Editor's Note
By Jim O’Quinn
We chose the Great Eye that gazes back at you from this month’s cover—part of a spectacular set by Johannes Leiacker for an upcoming production of Puccini’s Tosca on a floating stage at the Bregenz Festival on Lake Constance in Austria—to represent the vast diversity of theatrical activity that audiences around the world will be experiencing in the coming summer months: performances of every imaginable kind at dozens of theatre festivals, domestic and abroad, catalogued in our annual, annotated pre-season listings.
Reviewers of Tosca, which debuted in Bregenz last season, mostly declined to speculate about exactly what effect, aside from astonishment, Mr. Leiacker’s massive eye—100 feet high by 165 feet wide, with entire scenes of the opera staged inside it—is supposed to have on audiences. As symbols go, though, the human eye is probably the closest to all-encompassing—especially when the topic at hand is theatre (“a place for seeing,” as the Greeks would have it). Try keeping that emblematic eye in the back of your mind (or in whatever quadrant it comfortably fits) as you read the various feature articles in these pages. Why is this a useful exercise? If you give it a chance, it won’t take long for the eye to morph into a symbol neatly, perhaps even profoundly, attuned to the material and motifs you’re reading about.

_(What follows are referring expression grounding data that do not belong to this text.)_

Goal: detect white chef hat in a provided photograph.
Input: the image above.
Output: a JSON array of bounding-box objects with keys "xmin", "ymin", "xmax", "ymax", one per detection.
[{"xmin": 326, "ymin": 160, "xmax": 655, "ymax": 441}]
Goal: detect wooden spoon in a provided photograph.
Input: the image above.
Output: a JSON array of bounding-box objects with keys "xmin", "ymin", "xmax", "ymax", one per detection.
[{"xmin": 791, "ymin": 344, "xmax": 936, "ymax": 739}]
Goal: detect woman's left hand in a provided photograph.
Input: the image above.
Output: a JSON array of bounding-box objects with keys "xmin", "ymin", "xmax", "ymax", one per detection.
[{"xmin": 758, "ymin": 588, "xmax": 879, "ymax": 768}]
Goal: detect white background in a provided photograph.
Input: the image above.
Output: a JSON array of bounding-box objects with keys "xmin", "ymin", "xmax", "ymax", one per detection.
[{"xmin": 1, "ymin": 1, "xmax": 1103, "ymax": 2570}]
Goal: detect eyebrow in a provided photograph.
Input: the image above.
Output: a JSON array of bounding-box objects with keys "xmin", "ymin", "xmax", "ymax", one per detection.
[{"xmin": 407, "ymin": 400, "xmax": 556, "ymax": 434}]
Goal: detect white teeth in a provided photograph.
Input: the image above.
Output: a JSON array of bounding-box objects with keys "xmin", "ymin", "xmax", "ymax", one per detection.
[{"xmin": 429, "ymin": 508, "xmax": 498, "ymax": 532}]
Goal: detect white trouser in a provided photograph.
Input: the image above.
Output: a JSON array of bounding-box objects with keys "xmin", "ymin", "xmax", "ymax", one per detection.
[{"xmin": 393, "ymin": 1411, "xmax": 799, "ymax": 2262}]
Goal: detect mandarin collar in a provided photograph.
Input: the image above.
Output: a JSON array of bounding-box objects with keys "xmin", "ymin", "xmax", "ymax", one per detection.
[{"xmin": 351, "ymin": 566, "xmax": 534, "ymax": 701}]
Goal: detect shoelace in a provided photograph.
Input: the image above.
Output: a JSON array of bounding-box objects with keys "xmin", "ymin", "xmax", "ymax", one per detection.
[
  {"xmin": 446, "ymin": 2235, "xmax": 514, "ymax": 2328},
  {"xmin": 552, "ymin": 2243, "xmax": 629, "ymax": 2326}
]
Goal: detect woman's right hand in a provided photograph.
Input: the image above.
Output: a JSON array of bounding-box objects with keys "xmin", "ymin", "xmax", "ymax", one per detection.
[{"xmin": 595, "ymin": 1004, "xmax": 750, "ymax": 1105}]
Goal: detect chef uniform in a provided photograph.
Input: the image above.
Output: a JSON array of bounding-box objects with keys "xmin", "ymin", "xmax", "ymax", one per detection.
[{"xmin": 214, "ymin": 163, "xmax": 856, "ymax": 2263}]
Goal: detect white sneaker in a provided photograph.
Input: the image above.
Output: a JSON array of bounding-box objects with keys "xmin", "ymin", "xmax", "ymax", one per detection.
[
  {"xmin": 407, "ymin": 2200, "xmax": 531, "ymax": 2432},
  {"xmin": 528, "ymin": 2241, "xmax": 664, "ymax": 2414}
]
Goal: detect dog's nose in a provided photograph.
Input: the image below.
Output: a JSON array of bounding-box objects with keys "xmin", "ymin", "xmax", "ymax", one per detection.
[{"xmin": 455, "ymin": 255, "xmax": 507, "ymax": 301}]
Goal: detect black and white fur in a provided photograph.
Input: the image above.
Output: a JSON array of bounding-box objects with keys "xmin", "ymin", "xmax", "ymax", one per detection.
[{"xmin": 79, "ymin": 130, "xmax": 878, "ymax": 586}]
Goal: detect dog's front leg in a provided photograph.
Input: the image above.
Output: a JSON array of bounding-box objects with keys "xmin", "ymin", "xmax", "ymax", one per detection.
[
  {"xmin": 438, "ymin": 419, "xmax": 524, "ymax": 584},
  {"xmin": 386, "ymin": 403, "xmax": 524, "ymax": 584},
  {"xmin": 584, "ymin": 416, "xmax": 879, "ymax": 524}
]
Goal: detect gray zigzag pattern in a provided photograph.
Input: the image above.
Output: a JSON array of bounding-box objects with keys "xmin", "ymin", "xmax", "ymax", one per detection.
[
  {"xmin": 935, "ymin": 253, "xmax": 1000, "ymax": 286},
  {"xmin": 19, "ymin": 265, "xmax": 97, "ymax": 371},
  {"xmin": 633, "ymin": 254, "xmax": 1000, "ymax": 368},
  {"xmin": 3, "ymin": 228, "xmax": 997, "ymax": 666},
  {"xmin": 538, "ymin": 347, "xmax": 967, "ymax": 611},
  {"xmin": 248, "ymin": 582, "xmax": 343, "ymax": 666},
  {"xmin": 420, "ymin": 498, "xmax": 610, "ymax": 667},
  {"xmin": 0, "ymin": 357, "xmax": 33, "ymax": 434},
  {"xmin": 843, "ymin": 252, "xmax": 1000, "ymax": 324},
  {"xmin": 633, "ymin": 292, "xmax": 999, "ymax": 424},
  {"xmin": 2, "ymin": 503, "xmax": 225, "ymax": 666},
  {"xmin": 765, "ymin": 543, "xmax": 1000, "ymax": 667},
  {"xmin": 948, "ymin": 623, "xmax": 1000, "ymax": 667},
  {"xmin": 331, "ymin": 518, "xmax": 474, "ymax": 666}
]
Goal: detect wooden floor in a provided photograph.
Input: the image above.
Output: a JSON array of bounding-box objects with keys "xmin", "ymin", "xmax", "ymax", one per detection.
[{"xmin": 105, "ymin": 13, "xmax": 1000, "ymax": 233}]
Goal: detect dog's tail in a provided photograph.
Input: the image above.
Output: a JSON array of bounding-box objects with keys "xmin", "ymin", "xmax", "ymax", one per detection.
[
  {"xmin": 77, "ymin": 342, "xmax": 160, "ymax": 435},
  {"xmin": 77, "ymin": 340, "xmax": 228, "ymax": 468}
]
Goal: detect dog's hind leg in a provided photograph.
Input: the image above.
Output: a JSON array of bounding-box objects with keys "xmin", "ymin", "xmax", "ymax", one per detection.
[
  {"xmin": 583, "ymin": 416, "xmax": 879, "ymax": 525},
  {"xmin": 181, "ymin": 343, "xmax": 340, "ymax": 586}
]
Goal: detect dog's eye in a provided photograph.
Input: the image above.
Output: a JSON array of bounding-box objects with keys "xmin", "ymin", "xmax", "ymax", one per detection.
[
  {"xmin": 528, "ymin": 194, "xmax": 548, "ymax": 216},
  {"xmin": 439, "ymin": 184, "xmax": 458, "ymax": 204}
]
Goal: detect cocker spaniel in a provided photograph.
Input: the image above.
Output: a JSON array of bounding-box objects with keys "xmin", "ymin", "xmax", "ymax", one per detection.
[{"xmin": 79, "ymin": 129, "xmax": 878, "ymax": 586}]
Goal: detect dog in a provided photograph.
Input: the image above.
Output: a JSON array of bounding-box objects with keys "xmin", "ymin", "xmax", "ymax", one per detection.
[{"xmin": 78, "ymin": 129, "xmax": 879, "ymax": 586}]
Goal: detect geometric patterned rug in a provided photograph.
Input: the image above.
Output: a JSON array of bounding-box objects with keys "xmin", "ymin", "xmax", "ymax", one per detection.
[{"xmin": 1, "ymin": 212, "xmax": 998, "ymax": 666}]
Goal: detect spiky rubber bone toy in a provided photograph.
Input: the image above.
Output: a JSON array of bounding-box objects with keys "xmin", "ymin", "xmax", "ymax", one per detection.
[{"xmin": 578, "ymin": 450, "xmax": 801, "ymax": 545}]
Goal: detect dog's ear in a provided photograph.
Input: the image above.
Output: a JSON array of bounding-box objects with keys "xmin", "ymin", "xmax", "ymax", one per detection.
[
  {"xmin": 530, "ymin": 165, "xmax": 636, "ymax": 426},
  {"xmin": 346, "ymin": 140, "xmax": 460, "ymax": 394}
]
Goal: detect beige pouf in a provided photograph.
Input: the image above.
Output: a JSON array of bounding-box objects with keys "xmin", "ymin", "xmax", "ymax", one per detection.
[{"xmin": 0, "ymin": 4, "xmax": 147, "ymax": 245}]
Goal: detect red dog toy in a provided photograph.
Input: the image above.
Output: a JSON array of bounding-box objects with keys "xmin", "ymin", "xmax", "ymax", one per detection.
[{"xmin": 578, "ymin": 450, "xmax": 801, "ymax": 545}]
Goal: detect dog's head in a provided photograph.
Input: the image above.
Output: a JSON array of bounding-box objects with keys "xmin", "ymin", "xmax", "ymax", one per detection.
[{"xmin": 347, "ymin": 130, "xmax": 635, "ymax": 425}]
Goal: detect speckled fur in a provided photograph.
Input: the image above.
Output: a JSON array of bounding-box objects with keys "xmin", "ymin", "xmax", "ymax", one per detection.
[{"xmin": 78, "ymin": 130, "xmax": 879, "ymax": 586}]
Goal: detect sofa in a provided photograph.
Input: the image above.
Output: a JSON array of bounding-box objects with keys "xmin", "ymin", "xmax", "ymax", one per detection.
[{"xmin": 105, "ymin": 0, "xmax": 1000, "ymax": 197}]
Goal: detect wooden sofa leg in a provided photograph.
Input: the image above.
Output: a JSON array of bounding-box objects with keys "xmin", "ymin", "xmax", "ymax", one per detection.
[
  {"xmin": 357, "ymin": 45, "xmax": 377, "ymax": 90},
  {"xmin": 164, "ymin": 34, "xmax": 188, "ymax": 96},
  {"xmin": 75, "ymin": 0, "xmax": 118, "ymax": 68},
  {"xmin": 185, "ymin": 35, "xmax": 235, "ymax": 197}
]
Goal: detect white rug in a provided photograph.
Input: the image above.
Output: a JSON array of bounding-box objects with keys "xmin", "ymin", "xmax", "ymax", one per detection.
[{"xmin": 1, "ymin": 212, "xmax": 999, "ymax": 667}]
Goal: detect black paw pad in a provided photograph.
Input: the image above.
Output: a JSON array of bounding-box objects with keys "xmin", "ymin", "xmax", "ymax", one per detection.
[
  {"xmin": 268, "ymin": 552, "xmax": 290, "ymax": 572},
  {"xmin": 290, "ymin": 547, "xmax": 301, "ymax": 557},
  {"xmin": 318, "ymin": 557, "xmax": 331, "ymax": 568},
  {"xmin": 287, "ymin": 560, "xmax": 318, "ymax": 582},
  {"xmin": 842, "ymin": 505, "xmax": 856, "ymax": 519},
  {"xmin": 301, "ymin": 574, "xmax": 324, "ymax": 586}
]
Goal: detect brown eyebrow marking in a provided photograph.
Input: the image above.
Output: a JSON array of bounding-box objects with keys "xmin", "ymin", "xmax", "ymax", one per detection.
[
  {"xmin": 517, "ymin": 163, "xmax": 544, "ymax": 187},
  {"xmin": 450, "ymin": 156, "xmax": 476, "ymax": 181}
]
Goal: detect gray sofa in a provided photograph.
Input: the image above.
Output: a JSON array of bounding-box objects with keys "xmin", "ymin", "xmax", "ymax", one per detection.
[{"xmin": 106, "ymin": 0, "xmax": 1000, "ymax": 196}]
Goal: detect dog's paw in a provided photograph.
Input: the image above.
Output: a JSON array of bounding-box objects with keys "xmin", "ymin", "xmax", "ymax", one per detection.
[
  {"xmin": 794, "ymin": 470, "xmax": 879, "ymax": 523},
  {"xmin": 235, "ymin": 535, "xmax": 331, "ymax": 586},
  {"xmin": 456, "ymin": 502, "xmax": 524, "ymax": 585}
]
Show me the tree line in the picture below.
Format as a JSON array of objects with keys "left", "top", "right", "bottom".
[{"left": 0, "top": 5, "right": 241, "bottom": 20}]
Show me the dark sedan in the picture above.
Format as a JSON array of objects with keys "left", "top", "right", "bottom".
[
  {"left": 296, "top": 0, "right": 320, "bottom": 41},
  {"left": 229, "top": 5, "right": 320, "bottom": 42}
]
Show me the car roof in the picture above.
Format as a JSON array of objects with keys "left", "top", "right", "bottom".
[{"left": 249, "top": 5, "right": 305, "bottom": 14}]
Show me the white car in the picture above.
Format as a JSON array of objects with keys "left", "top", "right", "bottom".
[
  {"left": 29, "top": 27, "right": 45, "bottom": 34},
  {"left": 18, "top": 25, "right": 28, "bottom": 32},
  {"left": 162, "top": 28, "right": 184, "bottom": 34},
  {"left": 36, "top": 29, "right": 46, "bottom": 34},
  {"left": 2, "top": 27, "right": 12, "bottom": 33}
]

There it is, for example, in the very first paragraph of Lori Ann Laster’s essay analyzing a spate of freshly conceived productions of the American classic Our Town: “The Mind of God—that’s what it said on the envelope,” Thornton Wilder has the play’s young Rebecca tell her brother George, and suddenly it’s easy to envision a Great Eye, benevolent but somewhat austere and melancholy, keeping its distant watch on the homely denizens of Grover’s Corners.
There it is in designer Tal Itzhaki’s contribution to this issue’s special coverage of the theatrical response here and abroad to the Israeli-Palestinian conflict: In “Beyond Concrete,” her fascinating meditation on the ubiquitous béton brut that pervades Israeli architecture and forms the substance of the wall being built to separate the two embattled cultures, Itzhaki writes: “The separation wall has become a monstrous visual entity we shun to see, a reality we do not want to witness. It seems to be saying: We live in the hope for the Palestinians to evaporate, to disappear behind the wall.” Whether one imagines the Great Eye peering sorrowfully across the wall from the Israeli side or the Palestinian side, the symbolism is rending and powerful.
Let the Great Eye accompany you on your course through these pages, amplifying your own perspective with its expansive presence. You may discover that, despite the conventional wisdom, seeing is something very different from believing. In the theatre, particularly, things are never quite that simple.